Delivering web-based access to data and algorithms to support computational t...Delivering web-based access to data and algorithms to support computational t...
Delivering web-based access to data and algorithms to support computational t...
 
Providing support for JC Bradleys vision of open science using RSC cheminform...
Providing support for JC Bradleys vision of open science using RSC cheminform...Providing support for JC Bradleys vision of open science using RSC cheminform...

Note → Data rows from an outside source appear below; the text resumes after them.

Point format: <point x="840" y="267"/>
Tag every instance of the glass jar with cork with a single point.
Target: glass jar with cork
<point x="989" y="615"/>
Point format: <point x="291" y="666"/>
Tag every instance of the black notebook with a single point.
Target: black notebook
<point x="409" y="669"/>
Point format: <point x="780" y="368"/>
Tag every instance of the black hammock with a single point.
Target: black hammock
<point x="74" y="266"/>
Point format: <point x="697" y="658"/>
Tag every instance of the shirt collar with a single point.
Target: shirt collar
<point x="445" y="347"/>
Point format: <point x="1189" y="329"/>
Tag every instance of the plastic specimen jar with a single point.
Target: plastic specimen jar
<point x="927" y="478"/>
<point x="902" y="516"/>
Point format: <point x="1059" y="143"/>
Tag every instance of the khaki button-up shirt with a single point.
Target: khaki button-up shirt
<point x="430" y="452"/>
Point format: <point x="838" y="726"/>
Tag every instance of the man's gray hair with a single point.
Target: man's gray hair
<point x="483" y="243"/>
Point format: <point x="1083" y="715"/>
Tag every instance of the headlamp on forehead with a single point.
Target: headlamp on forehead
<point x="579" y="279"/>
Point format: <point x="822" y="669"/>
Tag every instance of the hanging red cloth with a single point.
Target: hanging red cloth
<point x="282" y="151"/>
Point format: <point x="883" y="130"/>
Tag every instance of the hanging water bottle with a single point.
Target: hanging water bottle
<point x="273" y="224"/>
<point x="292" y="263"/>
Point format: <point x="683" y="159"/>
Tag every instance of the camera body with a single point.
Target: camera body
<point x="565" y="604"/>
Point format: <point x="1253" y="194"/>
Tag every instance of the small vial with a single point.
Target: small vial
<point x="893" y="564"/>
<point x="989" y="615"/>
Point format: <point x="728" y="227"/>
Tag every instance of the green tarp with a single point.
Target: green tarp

Providing support for JC Bradleys vision of open science using RSC cheminform...
 
Cheminformatics Support for MS Supporting Exposomics
Cheminformatics Support for MS Supporting ExposomicsCheminformatics Support for MS Supporting Exposomics
Cheminformatics Support for MS Supporting Exposomics
 
Quality and noise in big chemistry databases
Quality and noise in big chemistry databasesQuality and noise in big chemistry databases
Quality and noise in big chemistry databases
 
The US-EPA CompTox Chemicals Dashboard to support Non-Targeted Analysis
The US-EPA CompTox Chemicals Dashboard to support Non-Targeted AnalysisThe US-EPA CompTox Chemicals Dashboard to support Non-Targeted Analysis
The US-EPA CompTox Chemicals Dashboard to support Non-Targeted Analysis
 
Big data challenges associated with building a national data repository for c...
Big data challenges associated with building a national data repository for c...Big data challenges associated with building a national data repository for c...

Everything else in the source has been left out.